Former Treasury Secretary Robert Rubin told The Washington Post in 2011 that there shouldn't be a debt ceiling, saying, "it's an anachronism." President George W. Bush's first Treasury secretary, Paul O'Neill, told Slate that year, "It is hard to make a rational argument for the debt ceiling as it is now structured" and that he would "happy to give up the current version."
Moody's, the credit ratings agency, has also suggested that the U.S. should eliminate the debt limit to reduce uncertainty for bond holders.
Is there any support in Congress for killing it?
Amid the latest debate to increase the debt ceiling, Rep. Brendan Boyle, D-Pennsylvania, tweeted it is "insane" that one even exists and introduced a measure to abolish it. In an interview with CBS News Tuesday, he criticized lawmakers who have threatened to not increase it.
"The reality is that Congress has already voted to spend this money in the first place," Boyle said. "The idea that we wouldn't raise the debt limit is sort of like when you've bought something on your credit card and a month later, the credit card bill gets to you and becomes due, you suddenly decide you're not going to pay your credit card bill. I really see absolutely no upside to having the concept of a debt limit and only [a] downside.
Republicans, however, appear skeptical of any plan to nix the debt ceiling. Speaker Paul Ryan, R-Wisconsin, seemed to pour cold water on the idea last week.
"I won't get into a private conversation that we had [at the White House], but I think there's a legitimate role for the power of the purse of the Article 1 powers, and that's something we defend here in Congress," he told reporters.

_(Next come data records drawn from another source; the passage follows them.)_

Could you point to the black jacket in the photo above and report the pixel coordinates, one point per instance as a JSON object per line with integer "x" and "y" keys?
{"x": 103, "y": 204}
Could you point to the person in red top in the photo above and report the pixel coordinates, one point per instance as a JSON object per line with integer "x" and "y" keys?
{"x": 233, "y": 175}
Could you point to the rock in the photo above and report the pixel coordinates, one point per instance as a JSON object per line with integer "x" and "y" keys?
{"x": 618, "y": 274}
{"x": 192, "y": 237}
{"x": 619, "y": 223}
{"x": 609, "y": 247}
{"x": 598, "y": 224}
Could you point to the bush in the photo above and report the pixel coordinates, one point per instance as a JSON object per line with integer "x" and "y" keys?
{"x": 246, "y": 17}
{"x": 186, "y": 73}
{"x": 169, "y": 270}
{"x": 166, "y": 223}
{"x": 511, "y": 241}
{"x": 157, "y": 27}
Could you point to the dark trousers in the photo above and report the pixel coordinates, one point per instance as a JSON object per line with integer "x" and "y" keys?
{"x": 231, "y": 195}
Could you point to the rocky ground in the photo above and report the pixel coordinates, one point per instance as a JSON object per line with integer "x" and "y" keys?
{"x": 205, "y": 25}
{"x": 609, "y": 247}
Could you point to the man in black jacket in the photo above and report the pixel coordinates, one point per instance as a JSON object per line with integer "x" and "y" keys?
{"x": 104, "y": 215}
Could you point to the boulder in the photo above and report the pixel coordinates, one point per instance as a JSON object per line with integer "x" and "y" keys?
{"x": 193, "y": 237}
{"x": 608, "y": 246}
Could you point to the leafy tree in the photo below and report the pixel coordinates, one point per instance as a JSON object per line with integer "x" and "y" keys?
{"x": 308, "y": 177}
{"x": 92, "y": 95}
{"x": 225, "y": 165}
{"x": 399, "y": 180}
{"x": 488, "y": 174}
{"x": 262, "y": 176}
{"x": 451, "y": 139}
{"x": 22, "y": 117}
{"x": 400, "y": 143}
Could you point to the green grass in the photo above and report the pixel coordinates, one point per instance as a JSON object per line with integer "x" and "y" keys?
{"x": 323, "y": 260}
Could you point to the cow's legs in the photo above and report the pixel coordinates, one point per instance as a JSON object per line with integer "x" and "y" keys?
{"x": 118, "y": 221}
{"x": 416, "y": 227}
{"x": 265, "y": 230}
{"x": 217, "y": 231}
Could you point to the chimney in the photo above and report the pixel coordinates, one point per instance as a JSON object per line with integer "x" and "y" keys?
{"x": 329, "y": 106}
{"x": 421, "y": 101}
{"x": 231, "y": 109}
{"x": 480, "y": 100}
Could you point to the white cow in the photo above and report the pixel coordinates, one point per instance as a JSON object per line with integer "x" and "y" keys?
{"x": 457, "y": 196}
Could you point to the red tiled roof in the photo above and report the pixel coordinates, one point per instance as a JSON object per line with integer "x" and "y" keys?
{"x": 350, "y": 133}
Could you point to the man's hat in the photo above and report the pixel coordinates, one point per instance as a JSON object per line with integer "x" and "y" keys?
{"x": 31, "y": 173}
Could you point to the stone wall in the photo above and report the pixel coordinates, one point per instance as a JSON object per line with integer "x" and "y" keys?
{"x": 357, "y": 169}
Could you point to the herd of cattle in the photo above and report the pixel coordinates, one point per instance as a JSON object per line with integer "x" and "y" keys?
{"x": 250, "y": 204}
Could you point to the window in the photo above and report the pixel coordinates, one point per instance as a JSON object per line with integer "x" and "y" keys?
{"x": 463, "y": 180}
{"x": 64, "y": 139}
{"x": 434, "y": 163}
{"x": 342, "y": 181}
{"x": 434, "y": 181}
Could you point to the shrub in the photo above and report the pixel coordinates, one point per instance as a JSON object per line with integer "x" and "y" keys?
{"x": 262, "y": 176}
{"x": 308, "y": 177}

Many lawmakers could be wary of the idea given that one of their most basic responsibilities is power of the purse -- that is, the power to control the funding of the federal government. It could be a long-shot that Congress would be willing to give that up.
What happens now?
Well the legislation Congress passed last week to provide aid for the Hurricane Harvey relief effort and keep the government funded expires Dec. 8. The latest debt ceiling increase was tied to that bill, but because the Treasury Department can use its extraordinary measures to extend push back the deadline to increase it again, lawmakers likely won't have to face the issue again until sometime in 2018.